The Government will spell out its aims for new customs arrangements after the UK has quit the bloc in documents released by Brexit Secretary David Davis.

A position paper on the fraught issue of the border between Northern Ireland and the Republic is also due to be published later this week.

It comes as Mrs May is expected to be back at her desk on Thursday after holidays in Europe totalling around three weeks.

The Prime Minister enjoyed a break in Italy lasting nearly a week at the end of July and is now away with husband Philip in Switzerland.

The Government has faced complaints from Brussels over a lack of clarity on the British negotiating position on Brexit.

Downing Street said it was clear the talks had shown that the divorce could only be settled with in light of the future relationship with the EU.

The Prime Minister's official spokesman said: "We had the first rounds of the negotiation and those talks have shown that many of the withdrawal questions can only be settled in light of the future partnership, so now is the time to set out our approach to that partnership to inform the upcoming negotiations and to provide citizens and businesses at home and across Europe with a deeper understanding of our thinking."

EU chief negotiator Michel Barnier is reported to have warned his first two rounds of talks with Mr Davis, covering the opening issues of the Irish border, the rights of EU citizens in the UK, and Britain's "divorce bill", had made limited progress.
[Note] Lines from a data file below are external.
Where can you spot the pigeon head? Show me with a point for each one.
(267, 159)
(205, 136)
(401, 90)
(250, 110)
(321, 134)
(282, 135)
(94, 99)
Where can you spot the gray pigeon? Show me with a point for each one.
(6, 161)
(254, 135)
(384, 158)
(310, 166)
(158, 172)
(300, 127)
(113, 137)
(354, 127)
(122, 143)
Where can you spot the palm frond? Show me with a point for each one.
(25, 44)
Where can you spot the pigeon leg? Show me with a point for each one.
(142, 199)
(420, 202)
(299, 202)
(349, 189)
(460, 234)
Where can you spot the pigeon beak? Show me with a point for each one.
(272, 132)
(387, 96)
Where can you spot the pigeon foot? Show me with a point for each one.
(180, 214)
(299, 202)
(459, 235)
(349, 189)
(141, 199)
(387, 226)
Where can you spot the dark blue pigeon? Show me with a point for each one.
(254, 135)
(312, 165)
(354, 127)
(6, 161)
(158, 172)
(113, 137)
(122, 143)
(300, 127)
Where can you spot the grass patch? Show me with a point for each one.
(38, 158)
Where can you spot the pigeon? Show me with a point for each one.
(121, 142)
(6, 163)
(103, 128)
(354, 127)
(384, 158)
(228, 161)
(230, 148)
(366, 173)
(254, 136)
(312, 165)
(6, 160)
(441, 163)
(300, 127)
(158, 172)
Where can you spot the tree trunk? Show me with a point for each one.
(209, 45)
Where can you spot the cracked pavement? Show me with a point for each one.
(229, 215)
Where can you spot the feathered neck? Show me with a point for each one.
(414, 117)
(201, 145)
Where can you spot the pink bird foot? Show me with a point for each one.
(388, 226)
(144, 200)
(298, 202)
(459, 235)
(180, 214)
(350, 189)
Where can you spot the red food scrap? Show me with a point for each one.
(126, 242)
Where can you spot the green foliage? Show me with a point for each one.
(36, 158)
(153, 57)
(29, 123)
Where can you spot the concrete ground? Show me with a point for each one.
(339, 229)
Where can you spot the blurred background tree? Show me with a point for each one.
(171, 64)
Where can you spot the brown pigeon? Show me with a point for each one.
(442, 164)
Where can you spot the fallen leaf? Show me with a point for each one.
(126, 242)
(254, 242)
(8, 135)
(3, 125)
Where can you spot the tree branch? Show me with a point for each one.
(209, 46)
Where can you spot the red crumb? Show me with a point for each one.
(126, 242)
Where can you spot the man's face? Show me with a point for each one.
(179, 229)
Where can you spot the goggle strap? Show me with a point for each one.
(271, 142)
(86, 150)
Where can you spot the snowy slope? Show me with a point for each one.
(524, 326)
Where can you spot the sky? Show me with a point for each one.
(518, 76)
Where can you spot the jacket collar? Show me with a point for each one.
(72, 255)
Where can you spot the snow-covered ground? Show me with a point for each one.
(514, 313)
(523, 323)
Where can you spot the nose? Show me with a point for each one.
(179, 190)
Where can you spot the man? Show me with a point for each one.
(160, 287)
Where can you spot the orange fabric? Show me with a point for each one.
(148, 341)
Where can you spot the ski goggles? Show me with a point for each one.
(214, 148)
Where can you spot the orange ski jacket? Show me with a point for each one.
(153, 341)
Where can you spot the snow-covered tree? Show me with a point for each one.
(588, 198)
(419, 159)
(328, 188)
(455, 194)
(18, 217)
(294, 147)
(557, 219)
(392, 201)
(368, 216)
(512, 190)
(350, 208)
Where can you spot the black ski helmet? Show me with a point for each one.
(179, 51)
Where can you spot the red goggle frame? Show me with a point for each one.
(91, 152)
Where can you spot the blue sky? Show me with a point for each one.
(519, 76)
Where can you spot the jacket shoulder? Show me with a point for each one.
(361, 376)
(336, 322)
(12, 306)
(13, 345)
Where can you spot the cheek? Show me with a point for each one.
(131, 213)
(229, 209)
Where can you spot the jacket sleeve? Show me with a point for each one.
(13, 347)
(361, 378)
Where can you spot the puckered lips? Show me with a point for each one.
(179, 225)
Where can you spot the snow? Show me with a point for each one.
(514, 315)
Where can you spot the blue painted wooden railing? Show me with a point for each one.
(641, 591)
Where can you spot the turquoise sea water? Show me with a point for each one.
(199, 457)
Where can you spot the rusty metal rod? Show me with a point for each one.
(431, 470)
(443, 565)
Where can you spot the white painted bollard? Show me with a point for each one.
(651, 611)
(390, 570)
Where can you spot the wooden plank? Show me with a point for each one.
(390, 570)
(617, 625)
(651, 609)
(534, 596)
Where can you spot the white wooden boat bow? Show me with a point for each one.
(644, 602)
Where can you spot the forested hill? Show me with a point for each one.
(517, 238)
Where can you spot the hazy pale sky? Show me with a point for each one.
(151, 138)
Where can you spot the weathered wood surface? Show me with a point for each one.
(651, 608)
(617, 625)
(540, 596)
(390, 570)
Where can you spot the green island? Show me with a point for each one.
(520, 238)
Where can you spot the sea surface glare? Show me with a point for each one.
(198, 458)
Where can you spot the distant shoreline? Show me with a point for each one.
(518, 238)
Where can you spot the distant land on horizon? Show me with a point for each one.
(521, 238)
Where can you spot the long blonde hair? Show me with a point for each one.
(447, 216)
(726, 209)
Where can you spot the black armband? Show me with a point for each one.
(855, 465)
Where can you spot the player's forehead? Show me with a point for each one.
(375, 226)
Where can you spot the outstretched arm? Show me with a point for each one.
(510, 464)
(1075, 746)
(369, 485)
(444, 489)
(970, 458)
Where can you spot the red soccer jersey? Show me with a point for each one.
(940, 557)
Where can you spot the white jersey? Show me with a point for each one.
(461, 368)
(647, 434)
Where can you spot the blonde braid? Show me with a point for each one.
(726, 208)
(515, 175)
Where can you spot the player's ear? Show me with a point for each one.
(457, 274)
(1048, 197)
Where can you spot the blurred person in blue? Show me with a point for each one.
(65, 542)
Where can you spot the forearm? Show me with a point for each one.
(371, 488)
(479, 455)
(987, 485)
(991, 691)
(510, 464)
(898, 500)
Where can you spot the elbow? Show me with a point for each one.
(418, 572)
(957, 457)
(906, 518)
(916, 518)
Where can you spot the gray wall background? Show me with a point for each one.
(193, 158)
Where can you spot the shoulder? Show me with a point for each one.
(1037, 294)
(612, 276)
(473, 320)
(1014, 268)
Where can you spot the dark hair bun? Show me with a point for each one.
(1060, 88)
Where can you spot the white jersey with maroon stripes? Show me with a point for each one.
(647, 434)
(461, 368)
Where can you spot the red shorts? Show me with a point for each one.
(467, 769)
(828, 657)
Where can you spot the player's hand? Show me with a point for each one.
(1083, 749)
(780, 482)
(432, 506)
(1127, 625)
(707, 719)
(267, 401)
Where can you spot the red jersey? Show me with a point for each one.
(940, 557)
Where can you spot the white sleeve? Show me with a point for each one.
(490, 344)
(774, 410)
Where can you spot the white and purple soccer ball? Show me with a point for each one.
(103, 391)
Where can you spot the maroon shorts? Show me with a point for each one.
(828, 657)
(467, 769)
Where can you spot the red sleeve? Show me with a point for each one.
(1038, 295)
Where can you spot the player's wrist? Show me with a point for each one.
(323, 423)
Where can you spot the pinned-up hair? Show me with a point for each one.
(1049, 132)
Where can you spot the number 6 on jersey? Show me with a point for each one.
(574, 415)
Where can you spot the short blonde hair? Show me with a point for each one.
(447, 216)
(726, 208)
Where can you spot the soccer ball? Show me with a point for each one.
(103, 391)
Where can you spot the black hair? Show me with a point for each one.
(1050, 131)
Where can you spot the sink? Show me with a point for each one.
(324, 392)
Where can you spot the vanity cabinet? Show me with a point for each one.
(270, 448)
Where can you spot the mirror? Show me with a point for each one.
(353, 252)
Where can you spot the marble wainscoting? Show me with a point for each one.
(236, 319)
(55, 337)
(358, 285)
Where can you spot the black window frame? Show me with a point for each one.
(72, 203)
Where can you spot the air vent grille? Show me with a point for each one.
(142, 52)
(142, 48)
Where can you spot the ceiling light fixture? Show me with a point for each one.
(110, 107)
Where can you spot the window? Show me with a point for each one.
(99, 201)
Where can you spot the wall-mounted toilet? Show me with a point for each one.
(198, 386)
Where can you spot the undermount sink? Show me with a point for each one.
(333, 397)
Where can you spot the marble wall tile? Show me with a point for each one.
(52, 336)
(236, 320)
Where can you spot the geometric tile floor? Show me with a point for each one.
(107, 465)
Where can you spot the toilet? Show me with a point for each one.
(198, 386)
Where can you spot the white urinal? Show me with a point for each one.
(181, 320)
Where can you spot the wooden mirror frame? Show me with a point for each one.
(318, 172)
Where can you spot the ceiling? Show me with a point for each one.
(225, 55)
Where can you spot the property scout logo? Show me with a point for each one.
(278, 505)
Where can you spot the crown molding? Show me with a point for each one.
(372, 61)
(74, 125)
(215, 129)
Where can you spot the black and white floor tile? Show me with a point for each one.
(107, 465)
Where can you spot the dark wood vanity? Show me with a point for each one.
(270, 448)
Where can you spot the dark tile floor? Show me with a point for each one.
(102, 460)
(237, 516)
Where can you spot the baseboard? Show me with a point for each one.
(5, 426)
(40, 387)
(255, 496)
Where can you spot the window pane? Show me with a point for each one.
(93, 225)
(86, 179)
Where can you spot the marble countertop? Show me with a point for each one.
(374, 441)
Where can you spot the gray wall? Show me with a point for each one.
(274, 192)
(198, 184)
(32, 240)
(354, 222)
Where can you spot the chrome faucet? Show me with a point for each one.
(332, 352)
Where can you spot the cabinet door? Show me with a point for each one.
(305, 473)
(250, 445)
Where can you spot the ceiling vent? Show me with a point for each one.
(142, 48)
Meanwhile, The Times said the slow progress so far had led to complaints in Whitehall that senior officials were now trying to rush through decisions in an attempt to break the policy logjam.

There were said to be concerns that Cabinet Secretary Sir Jeremy Heywood and the Permanent Secretary at the Department for Exiting the EU were railroading issues through at a time when many ministers were away, leading to poor decision-making.

But following a summer marked by speculation over a possible leadership challenge and jostling for position among senior ministers over Brexit, there was some respite for the Prime Minister with an apparent truce between two of the leading protagonists.

Chancellor Philip Hammond, who favours a "soft", pro-business Brexit, and the Brexiteer International Development Secretary Liam Fox signed up to a joint statement at the weekend agreeing that there would have to be a transition period after Britain has left the EU.

They agreed that while the measure was necessary to ensure there was no "cliff-edge" break for businesses, it would be time-limited and that Britain would leave the EU single market and the customs union when it left the bloc.

Senior Conservative MP Bernard Jenkin welcomed unity in the Cabinet and questioned why the EU would not treat the UK the same as other countries who have no free trade deal with the bloc but have agreements over aviation services, customs facilitation and product recognition.

Mr Jenkin, chairman of the Public Administration and Constitutional Affairs Committee, told BBC Radio 4's Today programme: "Why wouldn't they afford us the same kind of reasonable arrangements unless they want to punish us?

"And if they want to punish us, should we be intimidated by their determination to punish us?

"Are they such a dysfunctional and destructive organisation that they would punish themselves as well as us by imposing such a ridiculous scenario - and of course they won't."